The "Turkey" problem (Re: [EM] 2-rank and N-rank Condorcet)

[Forest Simmons]

On Fri, 25 Apr 2003, Rob Lanphier wrote:

> It seems like two-rank Condorcet makes things incredibly complex, and
> creates more problems than it solves.

Two-rank Condorcet is nothing more or less than Approval; the beats-all
winner is the Approval winner, so there is never any cycle to worry about.

I believe that the N-rank Condorcet with N less than the number of
candidates has the advantages that Kevin suggested as well as the obvious
advantage of simplifying the ballot.

In essence CR ballots with resolution N are used, but the ballots are
scored pairwise, i.e. the ballot tallies are sums of pairwise matrices
that keep track of how many ballots express preference of candidate i over
candidate j.

If N=4 the ballots could look like this ...


Joan   (2) (1)

Jane   (2) (1)

Jack   (2) (1)

etc.

The ballot level of support for each candidate is the sum of the marked
digits.  This sum would be a number between zero and three, inclusive.

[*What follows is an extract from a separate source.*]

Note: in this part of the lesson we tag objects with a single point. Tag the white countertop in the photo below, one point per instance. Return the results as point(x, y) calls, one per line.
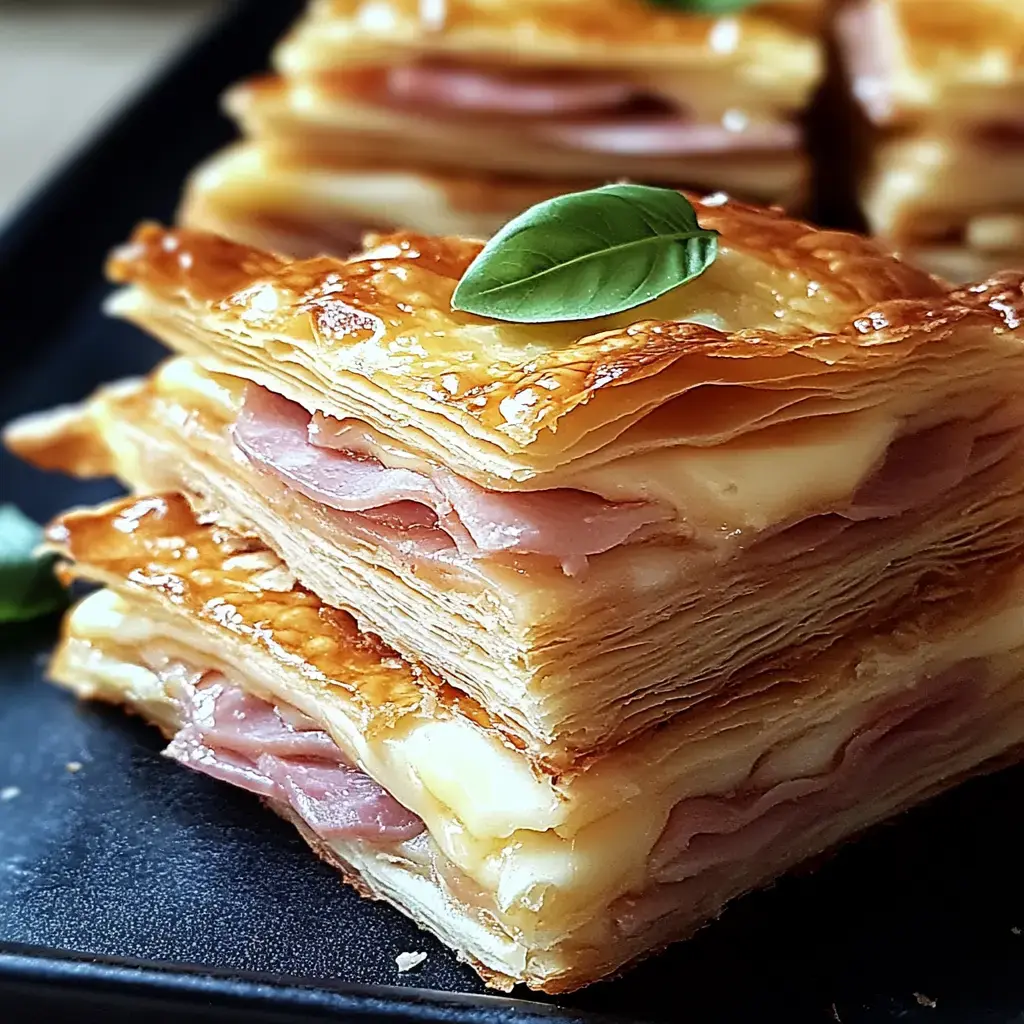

Kevin suggested using N=3.  In that case, the two's could be replaced with
ones in the sample ballot above.  Then the sum would be a number between
zero and two, inclusive.

I suggest that the number of levels (i.e. the resolution) be on the order
of the square root of the number of candidates, say the smallest integer
whose square is no smaller than the number of candidates.

If this rule were adopted, then there would be two levels for two to four
candidates, three levels for five to nine candidates, etc.

Forest